One of the perks of life as a writer is getting a chance to read books weeks and even months before they’re released. Having spent much of the spring immersed in the upcoming crop of summertime reads, I can tell you that booklovers are in for a real treat this summer, as well as a conundrum.  

Page-turning tales are popping up like dandelions in a freshly-cut lawn this summer; that’s the treat. The conundrum comes with sorting through that bumper harvest and picking which books to read for yourself.

This list of my favorite upcoming summer reads will help narrow the field. There’s something here for everybody – mystery, history, laughter, love, and suspense – and each one is a riveting, worthwhile read. 

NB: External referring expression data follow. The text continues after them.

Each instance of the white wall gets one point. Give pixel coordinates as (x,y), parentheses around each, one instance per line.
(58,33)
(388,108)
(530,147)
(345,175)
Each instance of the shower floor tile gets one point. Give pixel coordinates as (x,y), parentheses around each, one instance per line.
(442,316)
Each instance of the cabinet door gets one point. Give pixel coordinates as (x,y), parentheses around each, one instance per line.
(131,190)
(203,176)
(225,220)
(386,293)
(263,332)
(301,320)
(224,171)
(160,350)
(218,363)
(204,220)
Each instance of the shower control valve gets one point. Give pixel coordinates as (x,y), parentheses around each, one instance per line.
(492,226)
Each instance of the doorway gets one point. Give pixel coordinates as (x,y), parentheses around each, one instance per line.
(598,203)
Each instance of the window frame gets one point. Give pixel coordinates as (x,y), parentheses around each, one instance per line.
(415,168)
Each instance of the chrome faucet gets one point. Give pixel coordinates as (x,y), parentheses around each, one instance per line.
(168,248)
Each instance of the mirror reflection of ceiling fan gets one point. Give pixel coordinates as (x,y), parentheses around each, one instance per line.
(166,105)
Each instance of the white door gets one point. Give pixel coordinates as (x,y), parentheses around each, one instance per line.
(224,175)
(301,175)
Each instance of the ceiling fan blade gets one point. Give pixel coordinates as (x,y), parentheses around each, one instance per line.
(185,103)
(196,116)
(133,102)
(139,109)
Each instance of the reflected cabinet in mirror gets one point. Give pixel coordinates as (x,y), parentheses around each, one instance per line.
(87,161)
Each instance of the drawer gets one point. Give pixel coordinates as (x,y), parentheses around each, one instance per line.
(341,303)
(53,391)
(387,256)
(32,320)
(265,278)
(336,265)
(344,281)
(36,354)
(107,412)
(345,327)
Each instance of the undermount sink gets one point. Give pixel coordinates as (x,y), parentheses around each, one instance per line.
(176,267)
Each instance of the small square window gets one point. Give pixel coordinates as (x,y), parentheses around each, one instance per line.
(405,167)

Since one of the joys of reading is the chance to travel the world from the comfort of your armchair (or beach towel), start with a journey to New Orleans. Immerse yourself in an unsolved mystery, and meet ghosts who demand answers – some more benevolent than others – in The House on Prytania, the second, highly-anticipated book in Karen White’s bestselling Royal Street series. While working to restore a Creole cottage, Nola Trenholm is haunted by ghosts of the past – literally and figuratively – and risks everything to claim her future, right old wrongs, and help restless specters find final rest. 

Speaking of travel, who wouldn’t love spending the summer at a charming lakeside lodge near Asheville, North Carolina? Almost anyone except Esme Cahill, the funny, driven, recently fired book editor whose life is turned upside down in Esme Cahill Fails Spectacularly. During an unplanned homecoming that forces her to reconnect with her dysfunctional family, Esme unearths a forgotten chapter in her late grandmother’s history – that of a gifted artist who never received her due – finding parallels that will help her reconcile her past and rewrite her future. 

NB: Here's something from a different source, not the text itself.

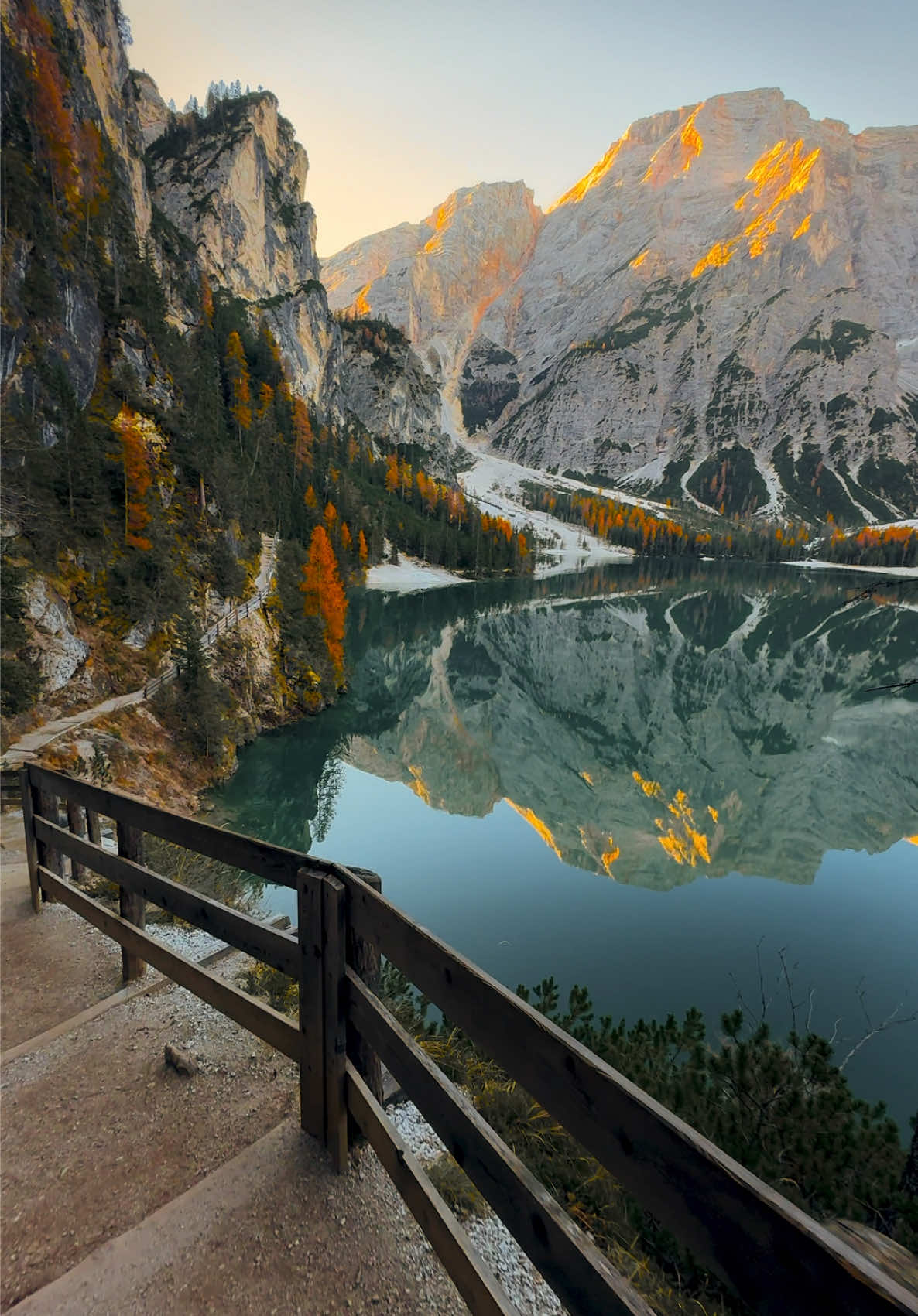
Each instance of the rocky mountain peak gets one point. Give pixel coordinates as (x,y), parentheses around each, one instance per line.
(152,110)
(730,274)
(437,279)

And who is the author, you ask? That would be me, Marie Bostwick. Lest you consider me biased, consider what a reviewer from the American Library Association’s Booklist magazine recently said, “Bostwick once again expertly writes on themes of finding your own path, healing relationships, and living a life you love.” Would a librarian steer you wrong? I don’t think so.

As long as we’re lakeside, let’s make a stop at Camp Holly Spring, a girl’s camp owned by June Moore, one of the characters in Kristy Woodson Harvey’s poignant, thoughtful novel, The Summer of Songbirds. Four very different women, each at a crossroads in life, band together to save the summertime haven that played a pivotal role in making them who they are. It’s a celebration of sisterhood and a love letter to summer, lushly written and satisfying as a sigh. 

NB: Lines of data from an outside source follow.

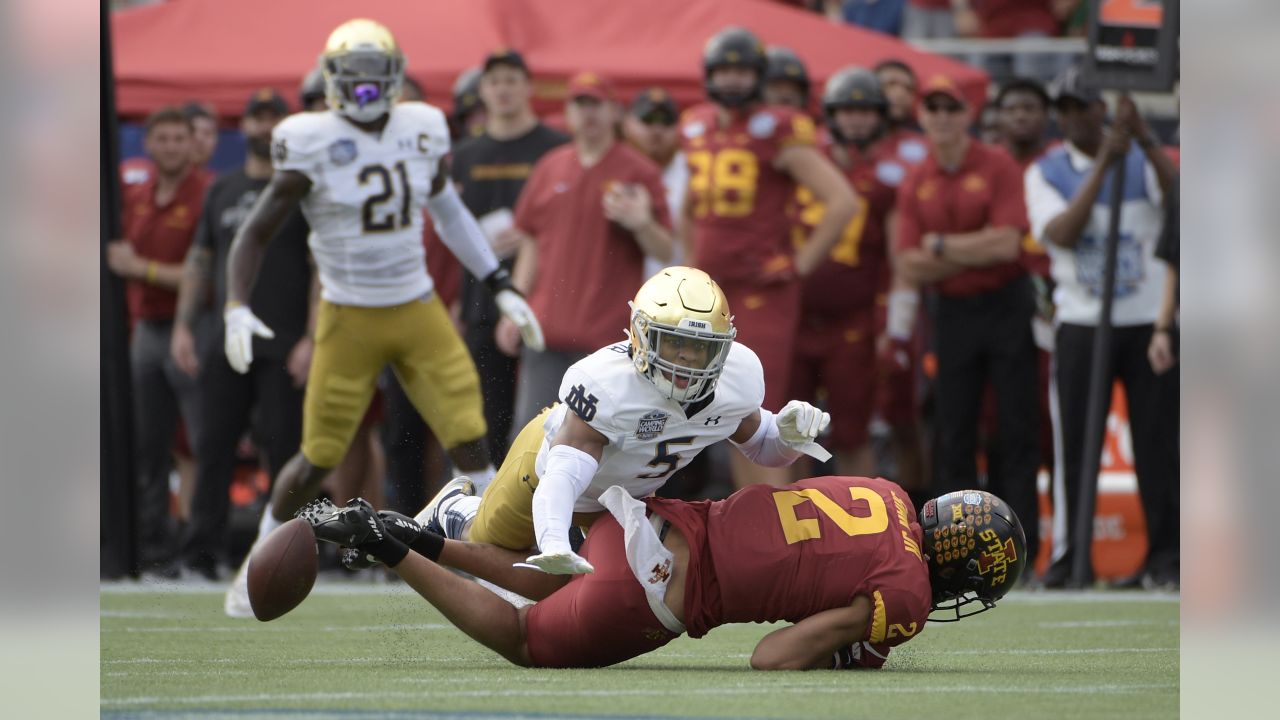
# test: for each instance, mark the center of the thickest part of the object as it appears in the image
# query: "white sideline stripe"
(1106, 623)
(635, 692)
(260, 628)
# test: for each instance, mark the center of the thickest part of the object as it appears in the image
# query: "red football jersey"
(736, 197)
(851, 274)
(785, 554)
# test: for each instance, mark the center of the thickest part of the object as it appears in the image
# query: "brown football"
(282, 570)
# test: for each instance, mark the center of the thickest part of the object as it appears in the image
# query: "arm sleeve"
(1009, 206)
(567, 475)
(1043, 201)
(457, 227)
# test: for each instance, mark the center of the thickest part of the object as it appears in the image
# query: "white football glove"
(241, 327)
(799, 427)
(558, 564)
(519, 311)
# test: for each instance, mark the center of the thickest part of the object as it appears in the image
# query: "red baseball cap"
(590, 85)
(942, 85)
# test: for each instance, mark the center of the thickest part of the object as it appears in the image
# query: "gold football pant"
(506, 515)
(429, 359)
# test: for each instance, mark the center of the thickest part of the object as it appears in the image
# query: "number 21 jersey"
(366, 199)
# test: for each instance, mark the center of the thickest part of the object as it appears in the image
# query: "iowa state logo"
(652, 425)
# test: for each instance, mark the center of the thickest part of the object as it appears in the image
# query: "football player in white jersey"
(364, 171)
(630, 415)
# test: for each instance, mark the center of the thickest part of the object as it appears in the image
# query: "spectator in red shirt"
(159, 220)
(745, 160)
(961, 219)
(590, 213)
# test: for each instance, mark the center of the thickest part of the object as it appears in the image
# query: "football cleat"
(401, 527)
(435, 518)
(350, 527)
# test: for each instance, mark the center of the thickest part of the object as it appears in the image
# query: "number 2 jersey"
(366, 199)
(736, 196)
(785, 554)
(650, 436)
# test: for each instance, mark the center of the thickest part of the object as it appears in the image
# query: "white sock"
(481, 478)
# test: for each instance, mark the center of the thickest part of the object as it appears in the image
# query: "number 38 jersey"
(769, 554)
(736, 196)
(368, 192)
(650, 436)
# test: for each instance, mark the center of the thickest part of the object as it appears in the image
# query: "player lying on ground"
(844, 559)
(630, 415)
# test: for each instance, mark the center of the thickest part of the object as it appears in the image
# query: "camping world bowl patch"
(652, 425)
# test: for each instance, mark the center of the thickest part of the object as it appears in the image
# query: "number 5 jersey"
(366, 200)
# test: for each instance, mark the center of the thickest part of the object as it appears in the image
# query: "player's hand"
(242, 326)
(182, 349)
(298, 364)
(506, 336)
(515, 308)
(558, 564)
(629, 205)
(123, 260)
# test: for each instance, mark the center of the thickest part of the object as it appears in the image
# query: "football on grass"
(282, 570)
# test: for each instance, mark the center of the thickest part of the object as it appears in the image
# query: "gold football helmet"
(681, 332)
(364, 69)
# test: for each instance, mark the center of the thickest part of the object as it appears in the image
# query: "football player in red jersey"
(744, 163)
(844, 559)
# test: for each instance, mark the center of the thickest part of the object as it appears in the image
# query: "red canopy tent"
(222, 50)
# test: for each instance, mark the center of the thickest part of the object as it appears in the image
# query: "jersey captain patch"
(652, 424)
(581, 402)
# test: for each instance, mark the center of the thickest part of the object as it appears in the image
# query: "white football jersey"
(366, 200)
(649, 434)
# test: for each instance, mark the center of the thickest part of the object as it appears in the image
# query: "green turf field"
(364, 651)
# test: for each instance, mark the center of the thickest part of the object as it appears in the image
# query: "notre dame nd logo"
(581, 402)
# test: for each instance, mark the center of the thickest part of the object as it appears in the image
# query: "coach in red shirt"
(961, 219)
(159, 220)
(590, 213)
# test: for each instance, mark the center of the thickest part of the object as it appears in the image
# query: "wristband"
(429, 545)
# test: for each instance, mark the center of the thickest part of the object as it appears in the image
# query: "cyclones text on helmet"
(364, 69)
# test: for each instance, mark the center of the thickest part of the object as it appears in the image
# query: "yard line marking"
(743, 689)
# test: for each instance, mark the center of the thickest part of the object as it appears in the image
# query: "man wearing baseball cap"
(590, 213)
(490, 171)
(650, 128)
(273, 384)
(961, 220)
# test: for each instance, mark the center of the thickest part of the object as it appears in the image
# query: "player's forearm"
(988, 246)
(193, 288)
(496, 564)
(919, 267)
(654, 240)
(827, 232)
(1066, 227)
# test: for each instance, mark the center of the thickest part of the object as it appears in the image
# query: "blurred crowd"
(949, 328)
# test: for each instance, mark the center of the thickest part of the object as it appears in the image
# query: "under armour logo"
(581, 402)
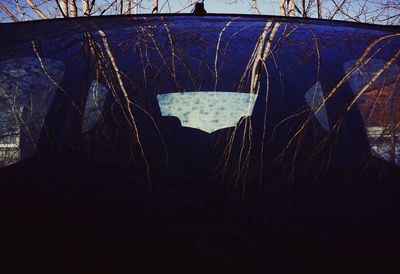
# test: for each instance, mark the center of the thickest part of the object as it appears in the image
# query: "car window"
(27, 88)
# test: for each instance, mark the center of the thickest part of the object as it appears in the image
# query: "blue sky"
(266, 7)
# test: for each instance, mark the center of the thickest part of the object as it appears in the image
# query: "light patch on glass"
(315, 98)
(94, 105)
(379, 106)
(207, 110)
(26, 93)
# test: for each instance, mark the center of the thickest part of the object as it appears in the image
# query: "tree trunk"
(128, 6)
(286, 7)
(86, 7)
(73, 11)
(36, 9)
(319, 6)
(63, 4)
(254, 7)
(4, 8)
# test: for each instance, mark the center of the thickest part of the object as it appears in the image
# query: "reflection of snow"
(363, 74)
(207, 111)
(26, 93)
(383, 144)
(314, 98)
(94, 105)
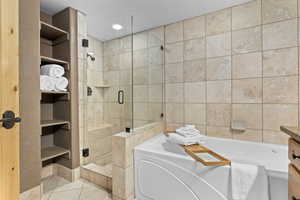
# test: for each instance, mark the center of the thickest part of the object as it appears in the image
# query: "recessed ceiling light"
(117, 27)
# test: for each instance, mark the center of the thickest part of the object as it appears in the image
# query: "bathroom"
(149, 100)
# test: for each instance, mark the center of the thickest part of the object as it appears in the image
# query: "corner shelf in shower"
(53, 152)
(53, 33)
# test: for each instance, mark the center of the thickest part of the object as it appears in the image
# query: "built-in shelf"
(53, 33)
(47, 123)
(48, 60)
(102, 86)
(53, 152)
(54, 92)
(55, 95)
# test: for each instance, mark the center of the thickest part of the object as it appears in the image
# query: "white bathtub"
(164, 173)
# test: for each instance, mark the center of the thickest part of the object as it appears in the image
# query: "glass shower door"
(108, 101)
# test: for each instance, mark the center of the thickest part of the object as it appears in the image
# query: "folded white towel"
(61, 84)
(52, 70)
(186, 141)
(188, 131)
(249, 182)
(47, 83)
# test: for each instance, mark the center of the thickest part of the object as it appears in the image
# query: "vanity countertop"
(294, 132)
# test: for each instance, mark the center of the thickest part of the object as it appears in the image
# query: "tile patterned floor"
(57, 188)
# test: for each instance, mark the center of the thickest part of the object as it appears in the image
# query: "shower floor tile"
(57, 188)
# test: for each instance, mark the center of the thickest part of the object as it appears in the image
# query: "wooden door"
(9, 99)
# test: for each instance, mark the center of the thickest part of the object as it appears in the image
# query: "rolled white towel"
(52, 70)
(47, 83)
(186, 141)
(188, 131)
(61, 84)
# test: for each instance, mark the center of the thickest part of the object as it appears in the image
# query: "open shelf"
(47, 123)
(48, 60)
(102, 86)
(53, 33)
(54, 92)
(53, 152)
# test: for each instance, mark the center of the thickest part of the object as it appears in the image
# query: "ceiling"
(146, 13)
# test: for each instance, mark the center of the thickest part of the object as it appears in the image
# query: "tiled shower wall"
(239, 63)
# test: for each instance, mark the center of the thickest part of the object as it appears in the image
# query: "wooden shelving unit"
(57, 121)
(47, 123)
(53, 33)
(53, 152)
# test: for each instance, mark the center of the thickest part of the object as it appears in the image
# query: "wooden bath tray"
(199, 153)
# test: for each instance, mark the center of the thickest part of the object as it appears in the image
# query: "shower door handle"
(121, 97)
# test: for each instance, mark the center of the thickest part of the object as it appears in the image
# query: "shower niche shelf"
(51, 152)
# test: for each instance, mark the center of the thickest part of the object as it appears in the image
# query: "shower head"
(91, 55)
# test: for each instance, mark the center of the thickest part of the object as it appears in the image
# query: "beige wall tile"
(278, 10)
(247, 91)
(174, 32)
(155, 74)
(195, 92)
(281, 90)
(174, 73)
(140, 40)
(155, 56)
(174, 93)
(194, 71)
(140, 58)
(250, 113)
(247, 65)
(195, 114)
(246, 40)
(173, 127)
(155, 93)
(141, 111)
(194, 49)
(280, 35)
(275, 137)
(140, 76)
(174, 52)
(222, 132)
(246, 15)
(219, 91)
(280, 62)
(249, 135)
(218, 45)
(125, 60)
(218, 22)
(156, 37)
(155, 110)
(219, 68)
(276, 115)
(218, 115)
(174, 113)
(140, 93)
(194, 27)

If you’re in the mood for spies, secrets, and suspense, pick up a copy of A Shadow In Moscow by Katherine Reay. This utterly engrossing, masterfully written story of two compellingly complex female characters from different eras, the 1950s and the 1980s, both of whom are recruited to spy upon and in Russia, is full of twists and turns, and capped by a climactic ending that I never saw coming. In short, it’s the definition of an unputdownable novel.

Another terrific tale of adventure and espionage, set in the Cold War among the seaside mansions of New England, where the wealthy one-percent live alongside those of modest means, is The Beach at Summerly by Beatriz Williams. A world of possibility is opening up for young Emilia Winthrop. But when the FBI comes calling, demanding her help in capturing a Soviet spy who is transmitting intelligence from somewhere inside the Summerly estate, Emilia’s family and future are put at risk. 

If you think that summer isn’t summer without a good love story, then Annabel Monaghan’s nostalgic, humorous novel, Same Time Next Summer, is for you. Thirty-year-old Sam is about to get everything she ever wanted, including marriage to a stable (if slightly staid) doctor. So her life is perfect, right? But while investigating beachside wedding venues, an encounter with the man who broke her heart a decade before has Sam remembering the girl she was, and asking herself what she wants now. 

Finally, historical fiction fans are going to love Tracey Enerson Wood’s mid-August release, The President’s Wife. It tells the compelling and well-researched but little-known story of Edith Bolling Wilson, who’s late-in-life marriage to Woodrow Wilson made her a somewhat reluctant but nevertheless influential First Lady, determined to protect her husband and her country.

In my world, a great book is a must-have summer accessory, right up there with sunglasses and strappy sandals. With one (or all seven) of these riveting summertime reads in hand, you’ll be the best accessorized booklover at the beach.